Menurutnya, referensi ilmiah sangat membantu dalam menyusun konsep inovasi yang dituangkan dalam paper, termasuk penentuan komposisi, dosis, metode pengujian, dan aturan penggunaan produk yang ditawarkan.
“Jurnal-jurnal tersebut sangat membantu kami dalam menentukan dosis, komposisi, metode pengujian, hingga aturan pakai dari sediaan yang kami tawarkan dalam paper,” ujarnya.
Ia mengakui proses pengerjaan karya ilmiah sempat menghadapi tantangan, terutama dalam mengatur waktu karena masing-masing anggota memiliki jadwal perkuliahan dan aktivitas yang berbeda.
Namun demikian, dukungan dari Jurusan Farmasi ULM dinilai menjadi faktor penting dalam keberhasilan tim, baik melalui pendampingan dosen maupun pelatihan presentasi yang difasilitasi pihak jurusan.

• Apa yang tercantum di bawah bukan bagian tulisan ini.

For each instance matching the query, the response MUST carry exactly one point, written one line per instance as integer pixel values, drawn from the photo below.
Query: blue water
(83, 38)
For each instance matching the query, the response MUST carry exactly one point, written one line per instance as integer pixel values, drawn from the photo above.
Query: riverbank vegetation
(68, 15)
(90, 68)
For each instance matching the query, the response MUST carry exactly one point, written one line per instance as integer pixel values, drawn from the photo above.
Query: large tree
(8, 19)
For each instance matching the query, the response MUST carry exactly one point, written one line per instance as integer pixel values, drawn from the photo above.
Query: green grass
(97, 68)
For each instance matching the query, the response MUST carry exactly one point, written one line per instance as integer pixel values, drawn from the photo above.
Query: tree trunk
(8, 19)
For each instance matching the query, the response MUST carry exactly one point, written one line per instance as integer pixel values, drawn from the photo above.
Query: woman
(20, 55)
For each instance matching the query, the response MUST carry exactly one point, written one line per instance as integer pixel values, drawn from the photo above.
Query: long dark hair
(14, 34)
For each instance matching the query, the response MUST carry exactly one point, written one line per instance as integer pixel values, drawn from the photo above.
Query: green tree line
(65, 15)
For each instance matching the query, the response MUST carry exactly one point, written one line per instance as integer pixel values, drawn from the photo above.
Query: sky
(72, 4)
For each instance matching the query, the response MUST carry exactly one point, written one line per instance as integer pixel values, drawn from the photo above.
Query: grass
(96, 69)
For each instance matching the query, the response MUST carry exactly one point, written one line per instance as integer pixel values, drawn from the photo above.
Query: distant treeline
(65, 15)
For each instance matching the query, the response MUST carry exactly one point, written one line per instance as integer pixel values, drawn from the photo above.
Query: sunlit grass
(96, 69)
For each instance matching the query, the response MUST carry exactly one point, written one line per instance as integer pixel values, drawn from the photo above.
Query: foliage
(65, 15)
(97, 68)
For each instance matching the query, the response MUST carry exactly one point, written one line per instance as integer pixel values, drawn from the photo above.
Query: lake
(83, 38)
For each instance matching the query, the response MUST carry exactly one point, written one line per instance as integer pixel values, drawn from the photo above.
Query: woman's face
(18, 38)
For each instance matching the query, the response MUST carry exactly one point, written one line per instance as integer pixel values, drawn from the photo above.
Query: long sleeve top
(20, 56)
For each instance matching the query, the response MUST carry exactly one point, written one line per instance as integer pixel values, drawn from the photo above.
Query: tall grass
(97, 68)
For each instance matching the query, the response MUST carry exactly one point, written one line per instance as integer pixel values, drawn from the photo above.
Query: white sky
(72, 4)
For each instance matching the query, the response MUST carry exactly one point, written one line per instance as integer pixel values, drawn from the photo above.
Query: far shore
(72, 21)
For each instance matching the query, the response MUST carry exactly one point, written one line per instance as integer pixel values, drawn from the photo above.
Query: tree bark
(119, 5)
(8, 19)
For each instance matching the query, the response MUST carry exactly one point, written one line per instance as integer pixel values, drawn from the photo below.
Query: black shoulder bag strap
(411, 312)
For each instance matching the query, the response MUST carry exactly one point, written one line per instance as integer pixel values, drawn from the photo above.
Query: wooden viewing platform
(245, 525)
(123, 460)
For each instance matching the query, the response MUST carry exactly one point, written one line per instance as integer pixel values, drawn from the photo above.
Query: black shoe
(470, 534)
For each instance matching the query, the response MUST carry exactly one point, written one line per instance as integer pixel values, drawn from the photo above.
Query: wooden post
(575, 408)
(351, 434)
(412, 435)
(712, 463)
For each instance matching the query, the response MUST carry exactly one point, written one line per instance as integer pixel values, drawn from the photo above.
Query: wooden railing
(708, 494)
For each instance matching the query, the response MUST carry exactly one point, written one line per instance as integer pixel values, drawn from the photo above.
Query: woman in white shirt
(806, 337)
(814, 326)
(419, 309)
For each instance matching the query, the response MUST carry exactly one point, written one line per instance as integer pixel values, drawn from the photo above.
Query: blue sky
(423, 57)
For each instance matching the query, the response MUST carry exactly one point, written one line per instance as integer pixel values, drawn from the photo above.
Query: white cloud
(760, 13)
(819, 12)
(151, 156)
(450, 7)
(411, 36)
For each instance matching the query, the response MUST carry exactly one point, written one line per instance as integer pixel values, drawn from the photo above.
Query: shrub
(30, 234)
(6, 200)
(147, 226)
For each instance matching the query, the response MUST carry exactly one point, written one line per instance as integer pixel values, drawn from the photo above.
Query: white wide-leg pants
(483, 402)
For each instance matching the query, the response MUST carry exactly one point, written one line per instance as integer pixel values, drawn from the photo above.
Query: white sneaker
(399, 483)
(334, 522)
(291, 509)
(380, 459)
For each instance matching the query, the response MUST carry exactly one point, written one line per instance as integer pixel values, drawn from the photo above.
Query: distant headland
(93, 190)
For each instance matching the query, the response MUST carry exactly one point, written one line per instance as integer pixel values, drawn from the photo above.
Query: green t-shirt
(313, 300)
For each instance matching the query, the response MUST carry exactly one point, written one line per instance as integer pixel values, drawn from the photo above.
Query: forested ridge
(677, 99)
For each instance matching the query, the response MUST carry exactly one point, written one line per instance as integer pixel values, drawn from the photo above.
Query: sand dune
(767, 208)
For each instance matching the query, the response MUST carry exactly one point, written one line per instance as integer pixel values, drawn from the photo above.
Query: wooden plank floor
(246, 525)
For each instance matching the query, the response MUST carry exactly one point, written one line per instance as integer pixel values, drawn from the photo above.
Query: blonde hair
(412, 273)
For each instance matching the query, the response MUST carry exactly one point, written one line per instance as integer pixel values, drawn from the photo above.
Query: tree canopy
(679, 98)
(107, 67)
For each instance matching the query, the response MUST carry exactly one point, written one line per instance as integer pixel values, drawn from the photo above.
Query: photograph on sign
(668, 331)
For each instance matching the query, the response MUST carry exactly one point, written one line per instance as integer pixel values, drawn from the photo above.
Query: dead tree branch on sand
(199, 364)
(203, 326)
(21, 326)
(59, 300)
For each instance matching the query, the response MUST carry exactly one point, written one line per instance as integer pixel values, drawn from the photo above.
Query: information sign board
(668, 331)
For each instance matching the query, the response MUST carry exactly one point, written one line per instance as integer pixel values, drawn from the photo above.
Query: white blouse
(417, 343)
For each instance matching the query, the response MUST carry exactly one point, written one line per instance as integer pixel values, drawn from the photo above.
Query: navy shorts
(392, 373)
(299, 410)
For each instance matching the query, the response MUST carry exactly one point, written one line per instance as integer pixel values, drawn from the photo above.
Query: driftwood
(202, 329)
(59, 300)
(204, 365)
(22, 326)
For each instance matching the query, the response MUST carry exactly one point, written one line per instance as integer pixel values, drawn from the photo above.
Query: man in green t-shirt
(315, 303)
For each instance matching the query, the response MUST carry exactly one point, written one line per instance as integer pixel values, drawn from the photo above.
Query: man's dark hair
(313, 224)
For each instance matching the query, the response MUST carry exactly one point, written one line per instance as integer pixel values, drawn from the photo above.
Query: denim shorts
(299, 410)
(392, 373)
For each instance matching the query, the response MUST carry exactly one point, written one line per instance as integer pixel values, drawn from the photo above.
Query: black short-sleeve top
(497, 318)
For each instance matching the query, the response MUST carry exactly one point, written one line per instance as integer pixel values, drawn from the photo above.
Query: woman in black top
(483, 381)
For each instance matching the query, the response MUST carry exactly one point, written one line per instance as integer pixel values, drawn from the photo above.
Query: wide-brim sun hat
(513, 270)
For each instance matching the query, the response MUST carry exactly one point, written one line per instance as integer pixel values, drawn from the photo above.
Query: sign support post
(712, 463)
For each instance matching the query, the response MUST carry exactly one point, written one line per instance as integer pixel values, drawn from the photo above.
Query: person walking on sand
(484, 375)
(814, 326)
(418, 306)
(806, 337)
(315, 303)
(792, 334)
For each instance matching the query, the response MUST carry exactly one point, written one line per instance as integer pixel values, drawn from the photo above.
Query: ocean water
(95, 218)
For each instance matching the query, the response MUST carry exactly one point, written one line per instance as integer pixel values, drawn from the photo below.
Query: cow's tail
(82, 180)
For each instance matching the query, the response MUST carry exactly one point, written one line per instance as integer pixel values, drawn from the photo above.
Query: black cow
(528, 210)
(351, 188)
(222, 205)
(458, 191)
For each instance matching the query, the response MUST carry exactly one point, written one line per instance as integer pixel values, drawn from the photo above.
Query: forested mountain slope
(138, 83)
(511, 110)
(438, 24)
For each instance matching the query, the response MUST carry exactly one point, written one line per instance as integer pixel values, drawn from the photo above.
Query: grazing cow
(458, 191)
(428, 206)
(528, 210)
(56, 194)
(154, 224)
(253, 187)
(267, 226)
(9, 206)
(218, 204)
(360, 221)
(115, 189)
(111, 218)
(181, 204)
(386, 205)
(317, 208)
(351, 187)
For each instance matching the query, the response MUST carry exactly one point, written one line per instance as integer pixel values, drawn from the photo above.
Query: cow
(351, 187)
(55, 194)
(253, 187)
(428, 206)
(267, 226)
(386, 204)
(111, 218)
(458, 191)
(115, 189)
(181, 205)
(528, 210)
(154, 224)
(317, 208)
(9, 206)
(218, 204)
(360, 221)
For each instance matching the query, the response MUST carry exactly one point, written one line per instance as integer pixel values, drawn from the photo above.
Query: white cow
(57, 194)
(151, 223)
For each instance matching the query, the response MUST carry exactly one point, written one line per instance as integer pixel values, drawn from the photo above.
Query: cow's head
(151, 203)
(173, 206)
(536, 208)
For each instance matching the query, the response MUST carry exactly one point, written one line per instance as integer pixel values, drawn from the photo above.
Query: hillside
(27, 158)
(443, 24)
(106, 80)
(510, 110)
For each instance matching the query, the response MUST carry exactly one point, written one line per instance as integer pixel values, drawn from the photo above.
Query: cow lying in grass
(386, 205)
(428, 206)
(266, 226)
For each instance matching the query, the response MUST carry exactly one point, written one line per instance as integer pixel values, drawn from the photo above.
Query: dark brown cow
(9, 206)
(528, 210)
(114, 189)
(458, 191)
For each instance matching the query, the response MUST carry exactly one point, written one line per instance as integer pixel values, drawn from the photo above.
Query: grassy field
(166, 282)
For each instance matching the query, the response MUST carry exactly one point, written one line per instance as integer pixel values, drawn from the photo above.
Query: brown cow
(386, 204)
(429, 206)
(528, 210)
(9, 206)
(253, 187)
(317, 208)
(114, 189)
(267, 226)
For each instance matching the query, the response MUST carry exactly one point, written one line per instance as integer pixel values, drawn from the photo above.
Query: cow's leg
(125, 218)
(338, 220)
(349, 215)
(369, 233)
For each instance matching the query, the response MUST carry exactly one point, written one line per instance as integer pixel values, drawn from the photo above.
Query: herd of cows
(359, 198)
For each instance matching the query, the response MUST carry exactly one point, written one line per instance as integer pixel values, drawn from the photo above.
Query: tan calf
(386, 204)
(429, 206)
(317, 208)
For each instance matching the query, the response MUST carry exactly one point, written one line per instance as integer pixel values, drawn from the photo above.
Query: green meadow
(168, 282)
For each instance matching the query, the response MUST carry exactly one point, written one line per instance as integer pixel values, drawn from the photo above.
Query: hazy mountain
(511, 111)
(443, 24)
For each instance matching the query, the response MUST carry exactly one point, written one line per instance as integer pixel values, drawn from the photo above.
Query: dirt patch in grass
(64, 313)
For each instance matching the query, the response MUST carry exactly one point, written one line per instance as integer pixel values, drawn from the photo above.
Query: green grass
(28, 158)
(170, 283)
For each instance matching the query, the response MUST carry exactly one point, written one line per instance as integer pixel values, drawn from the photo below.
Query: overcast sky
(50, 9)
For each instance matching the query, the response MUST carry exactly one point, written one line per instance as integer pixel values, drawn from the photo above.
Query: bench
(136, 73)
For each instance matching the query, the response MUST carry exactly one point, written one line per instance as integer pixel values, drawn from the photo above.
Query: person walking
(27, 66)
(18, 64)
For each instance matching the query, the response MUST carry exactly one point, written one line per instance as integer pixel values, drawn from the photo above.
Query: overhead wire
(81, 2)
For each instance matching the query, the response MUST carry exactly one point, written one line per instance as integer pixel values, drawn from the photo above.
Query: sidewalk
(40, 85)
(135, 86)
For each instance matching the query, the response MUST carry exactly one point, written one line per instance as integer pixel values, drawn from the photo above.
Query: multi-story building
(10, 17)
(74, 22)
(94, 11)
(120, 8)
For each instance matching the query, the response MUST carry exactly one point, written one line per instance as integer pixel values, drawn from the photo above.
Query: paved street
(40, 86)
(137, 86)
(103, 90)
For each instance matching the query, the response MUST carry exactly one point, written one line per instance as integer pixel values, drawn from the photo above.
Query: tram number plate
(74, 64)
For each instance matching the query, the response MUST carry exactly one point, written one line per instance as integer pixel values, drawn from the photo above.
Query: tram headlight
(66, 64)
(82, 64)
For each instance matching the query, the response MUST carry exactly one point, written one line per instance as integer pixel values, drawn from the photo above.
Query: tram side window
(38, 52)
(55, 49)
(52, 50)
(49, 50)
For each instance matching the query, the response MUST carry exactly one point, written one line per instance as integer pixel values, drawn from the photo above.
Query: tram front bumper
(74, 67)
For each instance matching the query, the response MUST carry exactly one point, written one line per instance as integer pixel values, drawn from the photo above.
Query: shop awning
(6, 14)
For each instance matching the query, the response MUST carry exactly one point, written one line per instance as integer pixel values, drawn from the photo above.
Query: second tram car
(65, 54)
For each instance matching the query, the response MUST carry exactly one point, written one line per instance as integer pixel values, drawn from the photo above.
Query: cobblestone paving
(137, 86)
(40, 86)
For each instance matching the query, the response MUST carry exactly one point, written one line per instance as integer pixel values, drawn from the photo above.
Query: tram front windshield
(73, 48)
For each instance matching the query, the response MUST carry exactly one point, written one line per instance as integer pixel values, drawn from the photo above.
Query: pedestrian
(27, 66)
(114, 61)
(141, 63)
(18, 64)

“Semangat dan dukungan dari jurusan membuat kami bertekad memberikan hasil terbaik, bukan hanya untuk universitas tetapi juga bagi diri kami sendiri,” katanya.
Ira menambahkan, partisipasi dalam kompetisi internasional tersebut memberikan pengalaman berharga bagi tim untuk mengembangkan kemampuan berpikir kritis, kerja sama, dan komunikasi ilmiah di tingkat global.
“Mudah-mudahan esai yang kami buat dapat membuka wawasan para inovator lain untuk mewujudkan ide yang telah kami gagas,” tutupnya.